Remote health monitoring and diagnosis in the time of COVID-19
- URL: http://arxiv.org/abs/2005.08537v5
- Date: Thu, 15 Oct 2020 17:31:04 GMT
- Title: Remote health monitoring and diagnosis in the time of COVID-19
- Authors: Joachim A. Behar, Chengyu Liu, Kevin Kotzen, Kenta Tsutsui, Valentina
D.A. Corino, Janmajay Singh, Marco A.F. Pimentel, Philip Warrick, Sebastian
Zaunseder, Fernando Andreotti, David Sebag, Georgy Popanitsa, Patrick E.
McSharry, Walter Karlen, Chandan Karmakar and Gari D. Clifford
- Abstract summary: Coronavirus disease (COVID-19) is caused by the severe acute respiratory syndrome coronavirus 2 (SARS-CoV-2)
Pandemic has driven incentives to innovate and enhance or create new routes for providing healthcare services at distance.
- Score: 51.01158603315544
- License: http://arxiv.org/licenses/nonexclusive-distrib/1.0/
- Abstract: Coronavirus disease (COVID-19) is caused by the severe acute respiratory
syndrome coronavirus 2 (SARS-CoV-2) that is rapidly spreading across the globe.
The clinical spectrum of SARS-CoV-2 pneumonia ranges from mild to critically
ill cases and requires early detection and monitoring, within a clinical
environment for critical cases and remotely for mild cases. The fear of
contamination in clinical environments has led to a dramatic reduction in
on-site referrals for routine care. There has also been a perceived need to
continuously monitor non-severe COVID- 19 patients, either from their
quarantine site at home, or dedicated quarantine locations (e.g., hotels).

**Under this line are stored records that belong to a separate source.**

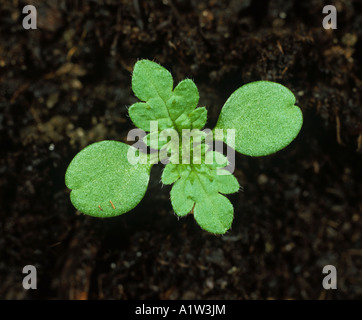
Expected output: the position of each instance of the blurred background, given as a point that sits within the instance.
(68, 84)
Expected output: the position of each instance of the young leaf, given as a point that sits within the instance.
(175, 109)
(200, 187)
(103, 182)
(264, 117)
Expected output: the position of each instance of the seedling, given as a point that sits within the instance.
(106, 181)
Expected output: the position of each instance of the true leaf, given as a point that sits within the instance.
(264, 117)
(103, 182)
(200, 187)
(175, 109)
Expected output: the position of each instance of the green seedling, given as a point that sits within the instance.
(105, 183)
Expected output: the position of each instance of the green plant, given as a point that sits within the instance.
(105, 183)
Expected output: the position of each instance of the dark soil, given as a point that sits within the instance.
(67, 84)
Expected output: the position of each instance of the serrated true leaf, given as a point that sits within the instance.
(264, 117)
(200, 187)
(103, 182)
(175, 109)
(150, 80)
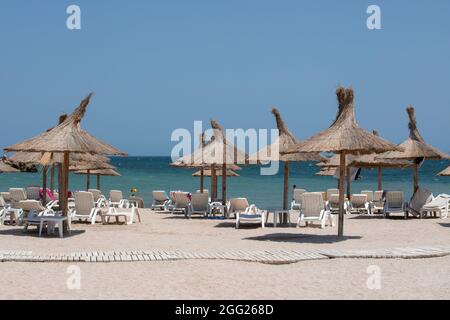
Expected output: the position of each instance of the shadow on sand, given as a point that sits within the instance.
(302, 238)
(34, 232)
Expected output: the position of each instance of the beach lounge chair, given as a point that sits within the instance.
(313, 209)
(378, 201)
(33, 193)
(32, 211)
(116, 213)
(115, 198)
(420, 198)
(359, 204)
(296, 198)
(437, 206)
(246, 213)
(85, 208)
(394, 203)
(160, 200)
(199, 205)
(182, 202)
(330, 192)
(17, 195)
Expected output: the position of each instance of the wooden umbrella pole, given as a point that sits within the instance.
(44, 185)
(66, 183)
(286, 185)
(380, 178)
(341, 195)
(349, 188)
(52, 178)
(60, 185)
(202, 179)
(224, 184)
(213, 183)
(416, 174)
(88, 180)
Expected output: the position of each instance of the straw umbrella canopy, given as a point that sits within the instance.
(274, 152)
(98, 173)
(445, 172)
(196, 161)
(66, 138)
(216, 153)
(344, 137)
(6, 168)
(415, 148)
(368, 161)
(371, 161)
(327, 172)
(208, 173)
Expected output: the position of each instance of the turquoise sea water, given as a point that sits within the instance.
(154, 173)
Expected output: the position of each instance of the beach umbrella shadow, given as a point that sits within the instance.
(302, 238)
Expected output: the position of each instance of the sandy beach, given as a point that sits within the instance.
(221, 279)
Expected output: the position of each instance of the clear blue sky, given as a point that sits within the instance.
(159, 65)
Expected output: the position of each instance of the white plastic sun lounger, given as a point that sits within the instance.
(199, 204)
(160, 200)
(85, 208)
(313, 209)
(33, 211)
(182, 202)
(437, 206)
(359, 204)
(297, 198)
(420, 198)
(115, 198)
(246, 213)
(395, 203)
(378, 201)
(128, 214)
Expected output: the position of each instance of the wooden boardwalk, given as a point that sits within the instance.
(263, 256)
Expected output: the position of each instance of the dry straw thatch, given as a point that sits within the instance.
(67, 137)
(344, 136)
(102, 172)
(445, 172)
(327, 172)
(285, 141)
(415, 146)
(6, 168)
(275, 152)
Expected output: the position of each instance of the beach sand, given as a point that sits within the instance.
(221, 279)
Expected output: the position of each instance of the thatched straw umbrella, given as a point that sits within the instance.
(445, 172)
(415, 148)
(6, 168)
(88, 167)
(98, 173)
(197, 160)
(371, 161)
(208, 173)
(274, 152)
(344, 136)
(66, 138)
(330, 172)
(216, 153)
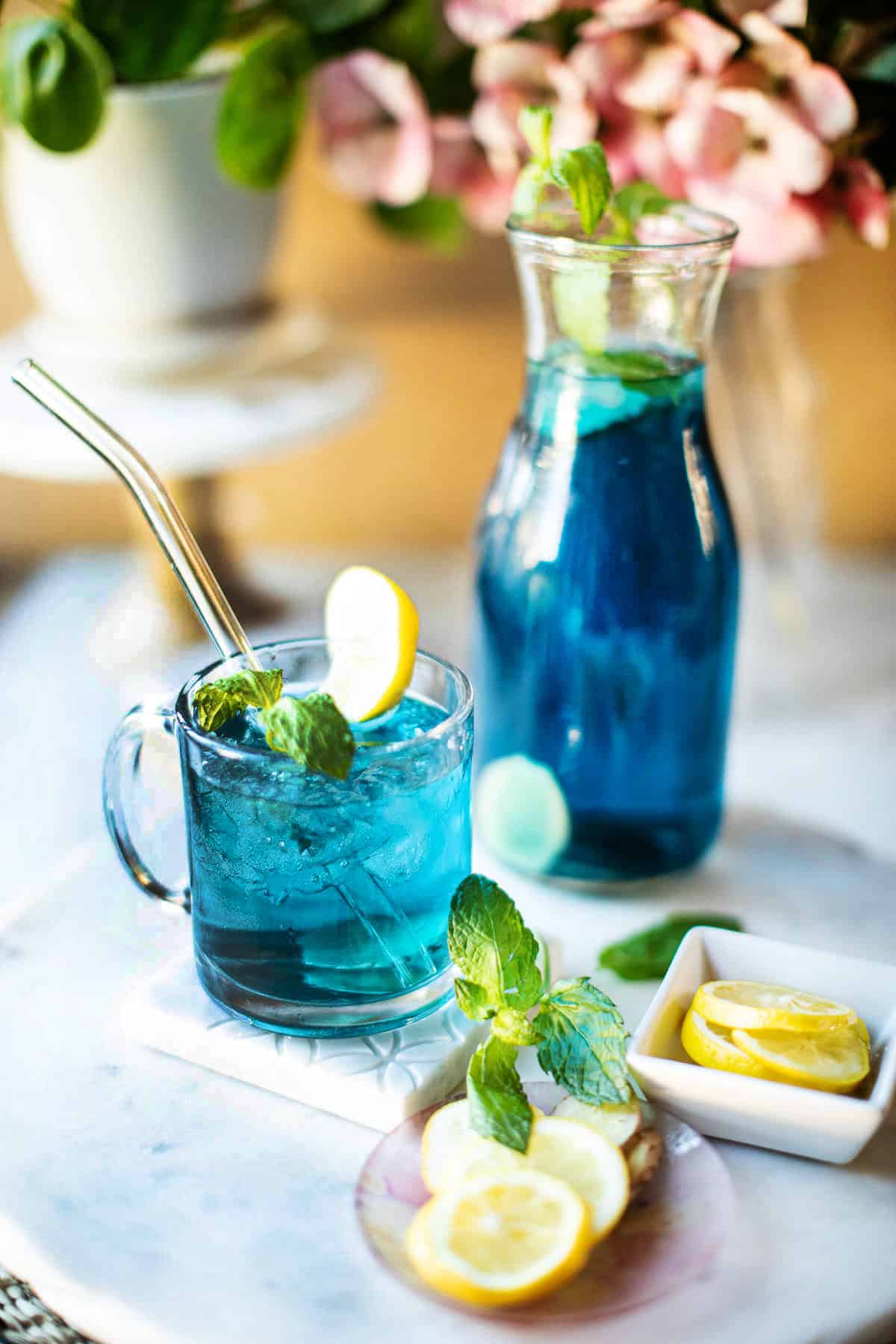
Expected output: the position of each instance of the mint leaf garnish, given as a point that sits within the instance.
(586, 176)
(582, 304)
(492, 947)
(514, 1027)
(579, 1033)
(630, 203)
(583, 172)
(648, 954)
(473, 1001)
(535, 127)
(497, 1104)
(314, 732)
(218, 702)
(583, 1042)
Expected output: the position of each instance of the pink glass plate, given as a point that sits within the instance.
(672, 1231)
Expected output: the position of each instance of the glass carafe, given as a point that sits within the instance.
(606, 598)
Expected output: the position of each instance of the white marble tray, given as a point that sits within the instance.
(376, 1081)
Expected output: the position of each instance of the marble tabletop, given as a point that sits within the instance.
(149, 1201)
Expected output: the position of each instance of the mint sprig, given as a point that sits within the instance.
(312, 732)
(578, 1030)
(583, 1042)
(218, 702)
(497, 1102)
(494, 952)
(585, 174)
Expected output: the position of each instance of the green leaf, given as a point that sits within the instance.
(535, 127)
(432, 220)
(314, 732)
(217, 703)
(497, 1105)
(648, 954)
(582, 304)
(529, 188)
(53, 82)
(514, 1027)
(473, 1001)
(262, 109)
(630, 203)
(331, 15)
(586, 176)
(152, 40)
(492, 947)
(408, 31)
(583, 1042)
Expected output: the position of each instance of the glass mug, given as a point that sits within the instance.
(319, 906)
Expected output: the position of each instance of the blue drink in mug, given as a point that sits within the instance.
(319, 905)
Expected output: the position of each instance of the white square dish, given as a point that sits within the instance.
(751, 1110)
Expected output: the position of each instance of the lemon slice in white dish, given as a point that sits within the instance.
(714, 1048)
(828, 1061)
(758, 1007)
(373, 628)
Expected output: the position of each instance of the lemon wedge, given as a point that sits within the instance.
(373, 626)
(501, 1239)
(448, 1133)
(828, 1061)
(714, 1048)
(576, 1154)
(755, 1007)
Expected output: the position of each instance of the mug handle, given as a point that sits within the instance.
(120, 771)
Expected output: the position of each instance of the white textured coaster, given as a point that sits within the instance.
(378, 1081)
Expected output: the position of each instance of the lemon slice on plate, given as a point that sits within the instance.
(714, 1048)
(564, 1148)
(448, 1133)
(829, 1061)
(373, 626)
(501, 1239)
(756, 1007)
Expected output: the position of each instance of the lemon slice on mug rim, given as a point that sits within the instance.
(373, 626)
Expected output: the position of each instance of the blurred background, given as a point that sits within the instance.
(448, 335)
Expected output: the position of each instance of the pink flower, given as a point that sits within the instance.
(477, 22)
(511, 75)
(780, 237)
(815, 92)
(637, 149)
(460, 168)
(788, 13)
(865, 201)
(375, 127)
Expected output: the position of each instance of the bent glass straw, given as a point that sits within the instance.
(156, 504)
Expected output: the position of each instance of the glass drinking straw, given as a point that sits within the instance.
(190, 564)
(168, 523)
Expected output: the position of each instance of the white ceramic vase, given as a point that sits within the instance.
(139, 237)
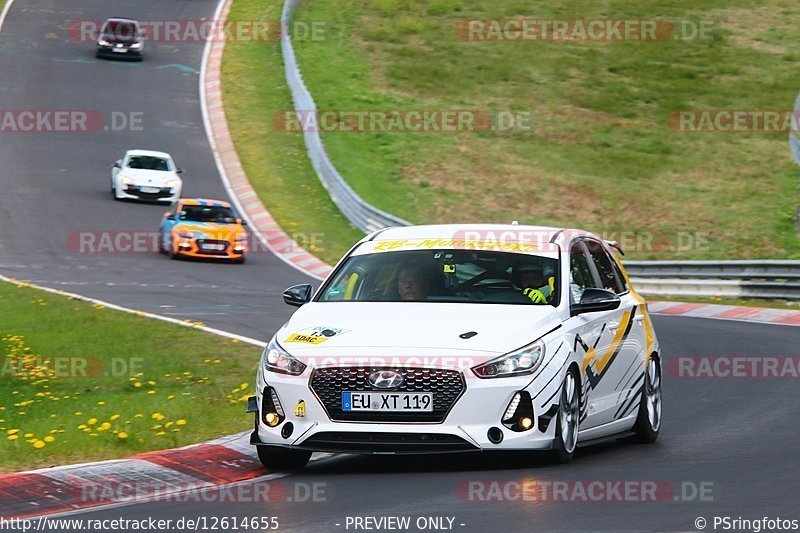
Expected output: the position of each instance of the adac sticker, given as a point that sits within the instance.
(315, 335)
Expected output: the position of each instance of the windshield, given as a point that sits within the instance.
(207, 213)
(445, 275)
(120, 29)
(146, 162)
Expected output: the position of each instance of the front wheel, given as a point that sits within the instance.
(277, 458)
(567, 420)
(648, 420)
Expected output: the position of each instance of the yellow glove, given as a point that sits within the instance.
(535, 296)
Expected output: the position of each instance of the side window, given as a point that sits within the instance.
(609, 279)
(580, 273)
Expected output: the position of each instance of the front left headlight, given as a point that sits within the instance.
(519, 362)
(276, 359)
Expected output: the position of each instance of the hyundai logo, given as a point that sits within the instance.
(385, 379)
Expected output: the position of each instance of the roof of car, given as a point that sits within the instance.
(204, 202)
(518, 232)
(150, 153)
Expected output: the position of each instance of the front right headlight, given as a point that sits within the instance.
(519, 362)
(276, 359)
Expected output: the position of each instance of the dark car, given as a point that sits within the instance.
(122, 38)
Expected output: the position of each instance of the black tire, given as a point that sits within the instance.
(282, 459)
(563, 452)
(647, 425)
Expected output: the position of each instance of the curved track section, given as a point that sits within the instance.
(733, 437)
(55, 185)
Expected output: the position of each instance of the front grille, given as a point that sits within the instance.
(163, 192)
(201, 242)
(329, 383)
(401, 443)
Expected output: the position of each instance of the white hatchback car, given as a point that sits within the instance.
(459, 338)
(146, 175)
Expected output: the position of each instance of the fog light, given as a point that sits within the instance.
(271, 409)
(519, 415)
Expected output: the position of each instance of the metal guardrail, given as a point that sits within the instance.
(361, 214)
(736, 279)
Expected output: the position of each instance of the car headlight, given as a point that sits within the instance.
(277, 360)
(519, 362)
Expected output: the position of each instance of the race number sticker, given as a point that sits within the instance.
(315, 335)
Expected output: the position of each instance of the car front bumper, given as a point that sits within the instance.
(466, 426)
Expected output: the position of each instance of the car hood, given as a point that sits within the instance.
(154, 178)
(365, 329)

Thus, the pandemic has driven incentives to innovate and enhance or create new
routes for providing healthcare services at distance. In particular, this has
created a dramatic impetus to find innovative ways to remotely and effectively
monitor patient health status. In this paper we present a short review of
remote health monitoring initiatives taken in 19 states during the time of the
pandemic. We emphasize in the discussion particular aspects that are common
ground for the reviewed states, in particular the future impact of the pandemic
on remote health monitoring and consideration on data privacy.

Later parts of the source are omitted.